Coenzyme Q–Cytochrome C Oxidoreductase Reduced coenzyme Q passes its electrons to cytochrome
Glycolytic enzymes Glucokinase
Bifunctional enzymes
Gluconeogenic enzymes
- The transfer of a phosphate group from a very high energy phosphate donor to ADP, a process called sub-
- Oxidative phosphorylation, by which the energy derived from the translocation of H + , which occurs
- Simple lipids a. Fatty acids
- Derived lipids (derivatives such as sterols and straight-chain alcohols obtained by hydrolysis of those lipids in groups 1 and 2 that still possess general
- Ethyl alcohol (though it is not a lipid per se, it does supply dietary energy, and its metabolism resembles lipid metabolism)
Most of the energy needed by the body is in the form of stored ATP. It is also a component of the exoskeleton of insects and is found in the shells of crabs, shrimps and lobsters. The compounds are named as phosphatidyl derivatives of alcohols, as shown in the figure.
From there, the bile salts are returned to the liver via the portal vein to be re-secreted in the bile. This stabilizes the particles in the aqueous environment of the circulation, which they eventually enter. Much of the lipid delivered to the liver is in the form of chylomicron remnants (20%).
The apo-lipoprotein E on the surface of the chylomicron remnants binds with specific receptors for apoE in the vasculature. ApoA-1 is the major apoprotein in the HDL particles that are part of the reverse cholesterol system. Before the actual steps in the elongation of the fatty acid chain can begin, the two sulfhydryl groups must be
Note that most of the acetyl-CoA in the mitochondria is produced by the oxidation of.
- a cytoplasmic sequence by which 3-hydroxy-3-methyl- glutaryl CoA (HMG CoA) is formed from 3 mol of ace-
- the conversion of HMG CoA to squalene, including the important rate-limiting step of cholesterol synthesis,
- the formation of cholesterol from squalene
Figure . Formation of prostaglandins, thromboxanes and leukotrienes from arachidonic acid via cyclo-oxygenase and lipoxygenase pathways. Figure . A schematic overview of the synthesis of triacylglycerols and lecithin showing that the precursors are common. Instead, a switch to lipogenesis is stimulated, which is accomplished in part by inhibiting the entry of fatty acids into the mitochondria.
Figure . An overview of the cholesterol biosynthesis pathway in the hepatocyte showing the negative regulatory effect of cholesterol on the HMG CoA reductase reaction. Recall that citrate is part of the shuttle for the movement of acetyl CoA from the mitochondria (a major site of production) to the cytoplasm where fatty acids are synthesized. This effect increases the expression of UCP in the inner mitochondrial membrane and accelerates the synthesis of lipoprotein lipase and glucose transporters to make more fatty acids and glucose available [ 33 ].
A shift in the response to glutamate due to the increased NADH reduces the availability of α-ketoglutarate, which is the main acceptor of amino groups in the transamination of amino acids. Figure . The reversible reaction of glutamate and NAD+ forming α-ketoglutarate, NADH and ammonia, catalyzed by glutamate dehydrogenase (GluDH). The specific component of the MEOS known to be induced by heavy consumption of ethanol has been designated cytochrome P-450IIE1.

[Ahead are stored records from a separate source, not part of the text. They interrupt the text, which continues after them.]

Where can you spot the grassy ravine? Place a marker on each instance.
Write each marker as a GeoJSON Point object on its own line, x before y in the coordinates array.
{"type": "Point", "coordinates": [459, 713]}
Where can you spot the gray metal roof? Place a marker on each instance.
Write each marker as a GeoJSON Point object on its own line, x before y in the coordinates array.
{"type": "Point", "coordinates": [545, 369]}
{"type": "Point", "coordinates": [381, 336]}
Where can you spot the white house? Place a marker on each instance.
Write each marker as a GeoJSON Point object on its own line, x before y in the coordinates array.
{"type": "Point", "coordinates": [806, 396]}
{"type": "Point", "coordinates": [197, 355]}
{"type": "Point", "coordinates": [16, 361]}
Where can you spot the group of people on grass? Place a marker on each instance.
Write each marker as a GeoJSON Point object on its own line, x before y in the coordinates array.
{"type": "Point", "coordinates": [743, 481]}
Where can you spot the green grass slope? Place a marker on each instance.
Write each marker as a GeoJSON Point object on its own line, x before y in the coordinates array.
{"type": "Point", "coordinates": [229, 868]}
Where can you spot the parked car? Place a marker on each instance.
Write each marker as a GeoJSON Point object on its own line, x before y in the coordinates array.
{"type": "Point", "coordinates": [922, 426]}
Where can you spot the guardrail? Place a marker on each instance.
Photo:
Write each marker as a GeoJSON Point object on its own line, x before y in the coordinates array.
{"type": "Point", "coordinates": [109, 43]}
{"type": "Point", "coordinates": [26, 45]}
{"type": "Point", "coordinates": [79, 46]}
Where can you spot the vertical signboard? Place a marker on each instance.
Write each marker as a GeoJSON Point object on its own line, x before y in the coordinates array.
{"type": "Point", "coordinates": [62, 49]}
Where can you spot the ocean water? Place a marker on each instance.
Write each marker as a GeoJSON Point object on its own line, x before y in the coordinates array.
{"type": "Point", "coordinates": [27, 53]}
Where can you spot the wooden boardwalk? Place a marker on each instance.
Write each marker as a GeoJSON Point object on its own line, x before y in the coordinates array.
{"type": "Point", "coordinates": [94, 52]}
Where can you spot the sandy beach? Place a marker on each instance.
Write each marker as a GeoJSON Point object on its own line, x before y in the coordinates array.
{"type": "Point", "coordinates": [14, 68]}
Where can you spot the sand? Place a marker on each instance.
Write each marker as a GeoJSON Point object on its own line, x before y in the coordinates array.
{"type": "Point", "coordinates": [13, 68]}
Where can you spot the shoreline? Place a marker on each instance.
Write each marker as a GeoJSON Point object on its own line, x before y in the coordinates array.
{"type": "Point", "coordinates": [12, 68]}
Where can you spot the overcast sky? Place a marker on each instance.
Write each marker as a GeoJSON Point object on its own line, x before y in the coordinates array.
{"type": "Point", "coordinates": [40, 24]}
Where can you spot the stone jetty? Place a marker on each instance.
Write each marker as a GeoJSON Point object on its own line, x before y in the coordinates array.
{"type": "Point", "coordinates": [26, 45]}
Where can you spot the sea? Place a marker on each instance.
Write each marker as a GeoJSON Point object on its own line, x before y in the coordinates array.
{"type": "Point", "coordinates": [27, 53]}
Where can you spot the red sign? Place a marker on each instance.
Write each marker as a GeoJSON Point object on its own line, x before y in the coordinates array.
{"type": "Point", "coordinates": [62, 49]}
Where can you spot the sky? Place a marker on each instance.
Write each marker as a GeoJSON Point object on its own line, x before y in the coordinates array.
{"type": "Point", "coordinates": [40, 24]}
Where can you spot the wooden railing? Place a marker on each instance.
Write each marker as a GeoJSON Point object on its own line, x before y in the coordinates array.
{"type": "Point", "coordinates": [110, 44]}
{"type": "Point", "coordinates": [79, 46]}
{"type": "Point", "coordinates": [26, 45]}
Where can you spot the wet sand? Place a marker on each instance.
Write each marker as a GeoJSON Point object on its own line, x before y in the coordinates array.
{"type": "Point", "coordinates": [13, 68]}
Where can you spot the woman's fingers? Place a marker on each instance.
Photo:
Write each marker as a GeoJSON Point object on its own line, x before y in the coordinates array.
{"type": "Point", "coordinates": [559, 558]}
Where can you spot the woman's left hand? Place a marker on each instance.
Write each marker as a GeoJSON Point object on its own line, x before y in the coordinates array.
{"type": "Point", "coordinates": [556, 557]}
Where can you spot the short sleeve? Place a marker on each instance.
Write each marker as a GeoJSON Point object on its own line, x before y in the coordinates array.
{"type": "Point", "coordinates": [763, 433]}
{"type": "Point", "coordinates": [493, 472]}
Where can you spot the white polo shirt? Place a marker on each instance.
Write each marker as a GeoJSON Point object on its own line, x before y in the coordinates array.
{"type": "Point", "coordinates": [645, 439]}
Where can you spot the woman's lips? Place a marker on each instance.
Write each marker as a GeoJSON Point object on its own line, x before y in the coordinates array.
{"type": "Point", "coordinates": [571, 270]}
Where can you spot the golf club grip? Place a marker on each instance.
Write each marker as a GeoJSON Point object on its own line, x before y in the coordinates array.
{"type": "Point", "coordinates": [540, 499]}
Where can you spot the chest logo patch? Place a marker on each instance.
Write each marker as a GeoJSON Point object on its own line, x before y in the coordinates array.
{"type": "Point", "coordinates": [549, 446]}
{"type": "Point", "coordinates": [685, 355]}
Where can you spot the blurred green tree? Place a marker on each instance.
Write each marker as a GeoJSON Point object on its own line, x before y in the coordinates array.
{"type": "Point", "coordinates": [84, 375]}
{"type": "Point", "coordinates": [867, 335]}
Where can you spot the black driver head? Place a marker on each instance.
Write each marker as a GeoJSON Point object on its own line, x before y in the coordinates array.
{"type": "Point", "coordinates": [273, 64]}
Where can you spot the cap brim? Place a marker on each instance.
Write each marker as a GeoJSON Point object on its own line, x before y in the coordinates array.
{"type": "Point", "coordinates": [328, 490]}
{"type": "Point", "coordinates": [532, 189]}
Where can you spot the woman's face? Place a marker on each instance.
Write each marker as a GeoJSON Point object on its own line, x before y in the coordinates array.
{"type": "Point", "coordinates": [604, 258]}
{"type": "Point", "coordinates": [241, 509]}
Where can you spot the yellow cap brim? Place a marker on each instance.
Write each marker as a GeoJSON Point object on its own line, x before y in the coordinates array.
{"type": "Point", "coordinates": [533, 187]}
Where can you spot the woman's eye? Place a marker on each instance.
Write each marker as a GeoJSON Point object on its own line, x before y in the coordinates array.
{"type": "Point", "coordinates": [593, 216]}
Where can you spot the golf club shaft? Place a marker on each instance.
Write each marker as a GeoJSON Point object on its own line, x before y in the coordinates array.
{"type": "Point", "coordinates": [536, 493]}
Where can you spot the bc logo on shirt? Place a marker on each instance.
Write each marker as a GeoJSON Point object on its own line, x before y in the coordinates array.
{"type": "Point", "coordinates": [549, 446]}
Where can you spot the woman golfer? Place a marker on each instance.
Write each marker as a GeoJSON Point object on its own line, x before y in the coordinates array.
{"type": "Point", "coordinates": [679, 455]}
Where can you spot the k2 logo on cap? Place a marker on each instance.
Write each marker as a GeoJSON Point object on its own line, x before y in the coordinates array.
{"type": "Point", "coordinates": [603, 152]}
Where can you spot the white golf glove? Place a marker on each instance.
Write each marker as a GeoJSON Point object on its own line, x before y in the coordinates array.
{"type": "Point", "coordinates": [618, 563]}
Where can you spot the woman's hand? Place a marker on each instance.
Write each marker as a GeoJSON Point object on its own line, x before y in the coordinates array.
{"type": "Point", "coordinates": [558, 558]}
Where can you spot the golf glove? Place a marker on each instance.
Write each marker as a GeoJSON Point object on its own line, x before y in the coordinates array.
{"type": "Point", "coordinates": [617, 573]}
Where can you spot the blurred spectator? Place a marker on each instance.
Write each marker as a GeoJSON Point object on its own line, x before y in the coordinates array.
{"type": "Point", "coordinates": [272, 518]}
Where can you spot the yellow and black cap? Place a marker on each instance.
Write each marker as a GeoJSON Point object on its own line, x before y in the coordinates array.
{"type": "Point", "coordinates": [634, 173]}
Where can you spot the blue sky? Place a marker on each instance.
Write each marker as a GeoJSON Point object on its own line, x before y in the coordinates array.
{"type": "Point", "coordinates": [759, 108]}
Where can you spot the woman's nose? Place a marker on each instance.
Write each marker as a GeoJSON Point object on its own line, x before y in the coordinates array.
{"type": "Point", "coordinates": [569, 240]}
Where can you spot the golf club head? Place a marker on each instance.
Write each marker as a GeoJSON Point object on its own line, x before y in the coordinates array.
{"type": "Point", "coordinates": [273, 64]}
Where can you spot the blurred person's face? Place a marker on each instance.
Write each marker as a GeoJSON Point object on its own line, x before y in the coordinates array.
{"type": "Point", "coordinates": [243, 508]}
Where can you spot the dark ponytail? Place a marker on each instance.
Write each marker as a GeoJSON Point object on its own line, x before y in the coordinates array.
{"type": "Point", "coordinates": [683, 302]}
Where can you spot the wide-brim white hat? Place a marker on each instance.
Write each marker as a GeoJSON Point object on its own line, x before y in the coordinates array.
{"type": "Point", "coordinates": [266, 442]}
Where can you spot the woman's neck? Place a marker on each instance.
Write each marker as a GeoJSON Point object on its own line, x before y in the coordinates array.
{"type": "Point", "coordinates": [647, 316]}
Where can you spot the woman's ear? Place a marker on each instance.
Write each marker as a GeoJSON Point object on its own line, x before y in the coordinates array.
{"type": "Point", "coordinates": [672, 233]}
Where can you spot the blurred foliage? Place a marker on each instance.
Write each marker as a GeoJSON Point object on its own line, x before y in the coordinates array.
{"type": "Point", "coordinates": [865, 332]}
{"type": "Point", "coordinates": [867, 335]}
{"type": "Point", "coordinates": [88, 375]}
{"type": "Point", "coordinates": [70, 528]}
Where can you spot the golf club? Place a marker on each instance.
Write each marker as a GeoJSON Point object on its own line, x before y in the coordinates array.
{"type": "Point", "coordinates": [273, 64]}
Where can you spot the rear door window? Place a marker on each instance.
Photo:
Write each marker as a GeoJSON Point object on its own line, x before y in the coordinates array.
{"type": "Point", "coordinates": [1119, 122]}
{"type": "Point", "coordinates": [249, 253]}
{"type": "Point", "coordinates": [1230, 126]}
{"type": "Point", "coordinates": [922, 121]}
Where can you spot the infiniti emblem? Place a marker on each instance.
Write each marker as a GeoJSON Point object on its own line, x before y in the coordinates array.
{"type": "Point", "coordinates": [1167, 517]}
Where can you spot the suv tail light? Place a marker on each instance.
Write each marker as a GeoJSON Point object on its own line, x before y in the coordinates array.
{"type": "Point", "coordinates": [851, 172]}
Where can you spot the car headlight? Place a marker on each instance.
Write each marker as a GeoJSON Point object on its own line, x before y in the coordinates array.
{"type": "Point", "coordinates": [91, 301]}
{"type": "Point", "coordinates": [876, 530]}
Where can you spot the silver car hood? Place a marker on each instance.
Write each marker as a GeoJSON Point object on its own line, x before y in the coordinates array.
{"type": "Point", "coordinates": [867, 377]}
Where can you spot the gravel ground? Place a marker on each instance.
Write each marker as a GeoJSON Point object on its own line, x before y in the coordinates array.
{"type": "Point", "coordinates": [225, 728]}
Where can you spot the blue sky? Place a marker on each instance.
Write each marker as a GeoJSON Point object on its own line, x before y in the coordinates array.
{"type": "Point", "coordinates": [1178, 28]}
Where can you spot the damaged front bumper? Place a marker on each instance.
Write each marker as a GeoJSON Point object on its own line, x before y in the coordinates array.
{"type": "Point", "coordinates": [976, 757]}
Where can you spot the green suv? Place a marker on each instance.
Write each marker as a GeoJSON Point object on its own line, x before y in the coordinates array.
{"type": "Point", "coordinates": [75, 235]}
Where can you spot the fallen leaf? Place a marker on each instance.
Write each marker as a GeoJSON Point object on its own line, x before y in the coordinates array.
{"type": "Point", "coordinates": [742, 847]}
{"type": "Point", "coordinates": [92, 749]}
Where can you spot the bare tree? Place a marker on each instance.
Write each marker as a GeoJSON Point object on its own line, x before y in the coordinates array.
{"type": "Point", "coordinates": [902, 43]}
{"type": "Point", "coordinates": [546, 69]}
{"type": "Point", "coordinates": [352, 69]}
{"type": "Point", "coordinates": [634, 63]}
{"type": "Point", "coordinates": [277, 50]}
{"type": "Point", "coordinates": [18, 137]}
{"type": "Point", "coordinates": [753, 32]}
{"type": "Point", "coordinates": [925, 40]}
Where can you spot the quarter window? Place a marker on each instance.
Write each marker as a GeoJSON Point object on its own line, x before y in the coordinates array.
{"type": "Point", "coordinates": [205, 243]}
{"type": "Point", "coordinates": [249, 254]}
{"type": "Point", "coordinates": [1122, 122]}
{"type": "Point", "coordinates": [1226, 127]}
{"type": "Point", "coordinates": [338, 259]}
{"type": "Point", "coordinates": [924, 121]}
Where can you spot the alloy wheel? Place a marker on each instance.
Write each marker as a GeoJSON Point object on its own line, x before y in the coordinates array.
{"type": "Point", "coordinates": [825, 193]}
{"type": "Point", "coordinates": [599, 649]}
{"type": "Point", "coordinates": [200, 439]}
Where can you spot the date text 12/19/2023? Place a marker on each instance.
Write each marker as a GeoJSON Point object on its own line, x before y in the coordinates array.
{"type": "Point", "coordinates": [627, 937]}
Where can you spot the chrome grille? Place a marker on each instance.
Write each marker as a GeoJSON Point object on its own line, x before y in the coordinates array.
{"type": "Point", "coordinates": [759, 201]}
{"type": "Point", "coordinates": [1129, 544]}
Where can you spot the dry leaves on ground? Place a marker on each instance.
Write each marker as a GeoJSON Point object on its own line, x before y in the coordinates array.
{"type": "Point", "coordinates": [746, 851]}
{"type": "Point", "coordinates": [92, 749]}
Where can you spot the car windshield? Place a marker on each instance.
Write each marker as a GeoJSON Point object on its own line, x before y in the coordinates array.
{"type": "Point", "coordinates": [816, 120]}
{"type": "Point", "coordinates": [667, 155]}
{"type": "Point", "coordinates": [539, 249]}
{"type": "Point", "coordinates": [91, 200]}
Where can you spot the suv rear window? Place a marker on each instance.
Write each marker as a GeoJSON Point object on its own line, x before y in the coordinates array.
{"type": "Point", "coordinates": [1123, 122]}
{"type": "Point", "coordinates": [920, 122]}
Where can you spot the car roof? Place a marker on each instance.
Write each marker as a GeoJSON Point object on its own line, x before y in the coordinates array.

A well-known component of the atherogenic process is the proliferation of smooth muscle cells that underlie the endothelium of arterial walls. A novel regulatory pathway for brown fat thermogenesis: Retinoic acid is a transcriptional activator of the mitochondrial uncoupling protein. The atherogenic process is believed to begin in the endothelium with subsequent or simultaneous involvement of the medial smooth muscle cells.
These cells are thought to be activated as a result of simultaneous penetration of the endothelium by LDL. Oxidation results in peroxidation of double bonds in the lipid group of the LDL particle. 2 In the intima, the polyunsaturated fatty acid, esterified to the cholester in LDL, is oxidized.